Add visual highlighting to network nodes, to be used in plot_network

	Type	Default	Details
network	DiGraph		Biosynthetic network
highlight	str		What to highlight: motif/species/abundance/conservation
motif	Optional	None	Motif to highlight; highlight=motif
abundance_df	Optional	None	Glycan abundance data; highlight=abundance
glycan_col	str	glycan	Glycan column name; highlight=abundance
intensity_col	str	rel_intensity	Intensity column name; highlight=abundance
conservation_df	Optional	None	Species-glycan data; highlight=conservation
network_dic	Optional	None	Species:network mapping; highlight=conservation/species
species	Optional	None	Species to highlight; highlight=species
Returns	DiGraph		Network with highlight attributes (‘origin’ (motif/species) or ‘abundance’ (abundance/conservation) node attribute)

export_network

 export_network (network:networkx.classes.digraph.DiGraph, filepath:str,
                 other_node_attributes:Optional[List[str]]=None)

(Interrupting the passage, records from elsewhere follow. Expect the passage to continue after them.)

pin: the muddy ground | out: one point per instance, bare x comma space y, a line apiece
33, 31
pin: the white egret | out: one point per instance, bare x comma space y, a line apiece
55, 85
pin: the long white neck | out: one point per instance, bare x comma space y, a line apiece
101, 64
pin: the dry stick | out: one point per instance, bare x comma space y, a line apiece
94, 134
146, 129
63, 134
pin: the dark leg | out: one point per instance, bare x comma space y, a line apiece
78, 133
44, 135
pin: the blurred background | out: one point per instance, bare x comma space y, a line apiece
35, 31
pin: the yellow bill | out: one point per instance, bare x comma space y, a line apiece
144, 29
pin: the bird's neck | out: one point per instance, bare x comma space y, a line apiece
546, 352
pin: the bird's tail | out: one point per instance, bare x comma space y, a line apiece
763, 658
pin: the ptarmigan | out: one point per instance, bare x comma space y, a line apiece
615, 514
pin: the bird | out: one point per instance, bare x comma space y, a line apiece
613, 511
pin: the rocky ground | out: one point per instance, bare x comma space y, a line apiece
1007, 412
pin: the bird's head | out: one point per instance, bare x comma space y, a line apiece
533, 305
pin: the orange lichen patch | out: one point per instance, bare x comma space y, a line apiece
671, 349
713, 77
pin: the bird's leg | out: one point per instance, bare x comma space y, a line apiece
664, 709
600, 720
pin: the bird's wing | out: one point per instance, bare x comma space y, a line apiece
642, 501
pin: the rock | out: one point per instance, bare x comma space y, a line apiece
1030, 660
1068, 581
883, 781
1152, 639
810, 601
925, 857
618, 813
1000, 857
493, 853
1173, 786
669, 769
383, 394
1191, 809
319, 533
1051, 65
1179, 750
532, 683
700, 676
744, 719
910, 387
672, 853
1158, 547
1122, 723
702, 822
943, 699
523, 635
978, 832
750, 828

Export network to Cytoscape/Gephi compatible files

	Type	Default	Details
network	DiGraph		Biosynthetic network
filepath	str		Output path prefix, will be appended by file description and type
other_node_attributes	Optional	None	Additional attributes for extraction
Returns	None		Saves network files (edge list/labels + node IDs and labels)

get_maximum_flow

 get_maximum_flow (network:networkx.classes.digraph.DiGraph,
                   source:str='Gal(b1-4)Glc-ol',
                   sinks:Optional[List[str]]=None)

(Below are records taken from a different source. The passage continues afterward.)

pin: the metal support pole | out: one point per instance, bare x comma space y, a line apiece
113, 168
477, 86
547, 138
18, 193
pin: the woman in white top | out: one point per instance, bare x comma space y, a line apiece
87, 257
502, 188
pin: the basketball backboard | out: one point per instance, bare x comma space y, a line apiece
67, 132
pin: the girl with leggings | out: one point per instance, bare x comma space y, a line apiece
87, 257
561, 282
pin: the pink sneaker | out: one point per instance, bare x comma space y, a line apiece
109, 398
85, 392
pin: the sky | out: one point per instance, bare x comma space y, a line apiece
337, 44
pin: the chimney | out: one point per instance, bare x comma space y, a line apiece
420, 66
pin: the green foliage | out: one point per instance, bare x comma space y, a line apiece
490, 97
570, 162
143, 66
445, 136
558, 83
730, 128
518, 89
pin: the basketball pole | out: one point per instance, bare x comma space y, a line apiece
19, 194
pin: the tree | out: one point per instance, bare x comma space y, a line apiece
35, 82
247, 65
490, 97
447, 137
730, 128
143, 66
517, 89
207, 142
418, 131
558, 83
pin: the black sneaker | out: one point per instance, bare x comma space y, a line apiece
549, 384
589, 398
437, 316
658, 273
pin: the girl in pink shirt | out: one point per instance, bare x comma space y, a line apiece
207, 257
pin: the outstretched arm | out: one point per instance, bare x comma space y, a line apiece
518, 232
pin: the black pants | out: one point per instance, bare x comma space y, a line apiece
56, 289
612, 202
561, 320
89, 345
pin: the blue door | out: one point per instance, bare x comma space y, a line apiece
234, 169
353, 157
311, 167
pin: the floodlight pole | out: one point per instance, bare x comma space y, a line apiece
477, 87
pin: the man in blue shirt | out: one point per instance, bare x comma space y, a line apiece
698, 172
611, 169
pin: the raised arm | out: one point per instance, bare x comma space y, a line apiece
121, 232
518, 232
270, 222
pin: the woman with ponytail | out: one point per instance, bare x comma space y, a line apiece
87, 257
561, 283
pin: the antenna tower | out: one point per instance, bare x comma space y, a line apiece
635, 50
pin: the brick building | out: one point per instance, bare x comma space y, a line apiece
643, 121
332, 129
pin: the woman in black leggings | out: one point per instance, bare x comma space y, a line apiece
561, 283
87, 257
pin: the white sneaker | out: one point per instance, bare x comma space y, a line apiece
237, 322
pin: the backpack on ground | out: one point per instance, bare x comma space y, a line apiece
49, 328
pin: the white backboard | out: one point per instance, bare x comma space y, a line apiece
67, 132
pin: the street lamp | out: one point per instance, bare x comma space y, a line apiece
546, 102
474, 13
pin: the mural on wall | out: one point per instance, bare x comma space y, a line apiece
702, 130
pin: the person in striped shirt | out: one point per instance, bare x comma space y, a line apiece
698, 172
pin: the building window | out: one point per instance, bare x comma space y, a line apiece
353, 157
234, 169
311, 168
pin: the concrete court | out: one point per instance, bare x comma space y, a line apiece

Estimate maximum flow and flow paths between source and sinks

	Type	Default	Details
network	DiGraph		Biosynthetic network
source	str	Gal(b1-4)Glc-ol	Source node
sinks	Optional	None	Target nodes; default:all terminal nodes
Returns	Dict		Flow results; sink: {maximum flow value, flow path dictionary}

get_max_flow_path

 get_max_flow_path (network:networkx.classes.digraph.DiGraph,
                    flow_dict:Dict[str,Dict[str,float]], sink:str,
                    source:str='Gal(b1-4)Glc-ol')

Get path giving maximum flow value

	Type	Default	Details
network	DiGraph		Biosynthetic network
flow_dict	Dict		Flow dictionary as returned by get_maximum_flow
sink	str		Target node
source	str	Gal(b1-4)Glc-ol	Source node
Returns	List		Path edge list

get_reaction_flow

 get_reaction_flow (network:networkx.classes.digraph.DiGraph,
                    res:Dict[str,Dict[str,float]],
                    aggregate:Optional[str]=None)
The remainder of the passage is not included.